In clinical trials, monotherapy with anti-PD-1 antibodies for AML did not show significant efficacy [101]. However, ipilimumab treatment after allogeneic HSCT resulted in favorable responses in 22 patients with various hematological malignancies, including 12 patients with AML [102]. TIM-3 is a co-inhibitory receptor that recognizes galectin-9 as its ligand. Blocking TIM-3 has been shown to restore NK cell function [103, 104], and the efficacy of MBG453 (a TIM-3 antibody), alone or in combination with other agents, has been analyzed.

Clinical trials are also being conducted on anti-LAG3 antibodies and anti-TIGIT therapies among others.

Challenges and prospects

Our understanding of the role of NK cells in leukemia and their function in anti-leukemia therapy has improved dramatically. Patients with leukemia often experience NK cell dysfunction or a reduced number of NK cells. NK cell infusion is beneficial in temporarily restoring these functions. Compared with T cell-targeted therapies, which are costly to manufacture and have lower safety profiles, NK cells are gaining attention in immunotherapy because of their lower neurotoxicity and incidence of cytokine release syndrome in CAR-T therapy.

NK cells represent a promising immunotherapy for rapid tumor detection, antitumor effects, and the ability to enhance immune responses. Despite numerous immune evasion mechanisms, the crucial role of NK cells in AML immune surveillance has been demonstrated. From the adoptive transfer of NK cells and cytokines to immunomodulatory agents, antibodies, and gene editing, NK cells have paved the way for better management of AML.

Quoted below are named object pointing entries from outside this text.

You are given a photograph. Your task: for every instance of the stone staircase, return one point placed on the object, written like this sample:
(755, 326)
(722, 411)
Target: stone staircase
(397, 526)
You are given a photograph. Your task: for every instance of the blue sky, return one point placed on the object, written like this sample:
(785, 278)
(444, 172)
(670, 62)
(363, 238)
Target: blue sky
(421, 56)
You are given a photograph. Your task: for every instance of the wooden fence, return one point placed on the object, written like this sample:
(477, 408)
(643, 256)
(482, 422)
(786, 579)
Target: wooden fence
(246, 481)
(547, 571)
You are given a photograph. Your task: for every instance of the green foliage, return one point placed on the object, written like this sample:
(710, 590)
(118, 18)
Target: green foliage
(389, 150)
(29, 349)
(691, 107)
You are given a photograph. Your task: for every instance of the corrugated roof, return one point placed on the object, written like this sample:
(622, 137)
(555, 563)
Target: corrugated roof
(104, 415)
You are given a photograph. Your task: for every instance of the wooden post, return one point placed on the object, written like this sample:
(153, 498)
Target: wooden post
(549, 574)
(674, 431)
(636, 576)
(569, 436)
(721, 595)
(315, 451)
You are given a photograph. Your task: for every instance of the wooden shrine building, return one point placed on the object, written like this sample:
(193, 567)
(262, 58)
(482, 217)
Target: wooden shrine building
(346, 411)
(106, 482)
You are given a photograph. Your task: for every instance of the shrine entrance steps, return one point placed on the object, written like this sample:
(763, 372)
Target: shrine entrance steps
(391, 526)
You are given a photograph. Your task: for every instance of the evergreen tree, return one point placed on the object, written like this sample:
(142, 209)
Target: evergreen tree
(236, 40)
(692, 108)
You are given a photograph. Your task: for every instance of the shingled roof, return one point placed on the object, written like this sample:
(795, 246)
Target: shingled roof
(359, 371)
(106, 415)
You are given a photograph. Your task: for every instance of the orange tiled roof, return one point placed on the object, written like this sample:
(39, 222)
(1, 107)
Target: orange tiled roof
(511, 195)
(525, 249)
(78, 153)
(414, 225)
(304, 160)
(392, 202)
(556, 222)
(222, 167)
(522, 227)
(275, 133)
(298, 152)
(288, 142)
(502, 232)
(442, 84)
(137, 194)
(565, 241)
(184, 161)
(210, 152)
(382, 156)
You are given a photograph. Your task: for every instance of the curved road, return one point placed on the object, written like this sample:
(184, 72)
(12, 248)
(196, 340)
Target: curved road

Several clinical trials have investigated the potential of NK cell infusions in combination with conventional therapies. NK cell therapy offers advantages over other cell therapies, including the recognition of tumor cells independent of MHC, the potential to treat a broader population, ease of expansion in vivo, and cost-effective manufacturing of off-the-shelf products tailored to individual patients.

However, several challenges remain in enhancing the potential of NK cells in AML immunotherapy. These include blocking inhibitory receptors, eliminating Treg activity, and neutralizing immunosuppressive cytokines. Providing the essential cytokines and growth factors necessary for NK cell activation, proliferation, and survival is challenging.

The majority of these studies are still in the preclinical stage, highlighting the need for further research and a deeper understanding of the mechanisms of NK cell dysfunction and immunotherapy-based approaches in AML to validate and implement these therapeutic strategies.

Conclusion

Despite advances in chemotherapy, AML remains a challenging hematologic malignancy to cure. NK cells have shown potent anti-AML effects without causing adverse events, such as GVHD, neurotoxicity, or cytokine release syndrome. However, the effector functions of NK cells are inhibited in immunosuppressive microenvironments. Functional impairment of NK cells by the heterogeneous TME poses a significant obstacle to maintaining anti-AML activity. Achieving desirable outcomes with NK cell therapy requires enhancing NK cell cytotoxicity, improving the recognition of target cells, and maintaining cytotoxic functions. Thus, NK cell therapy may be a viable treatment option for AML.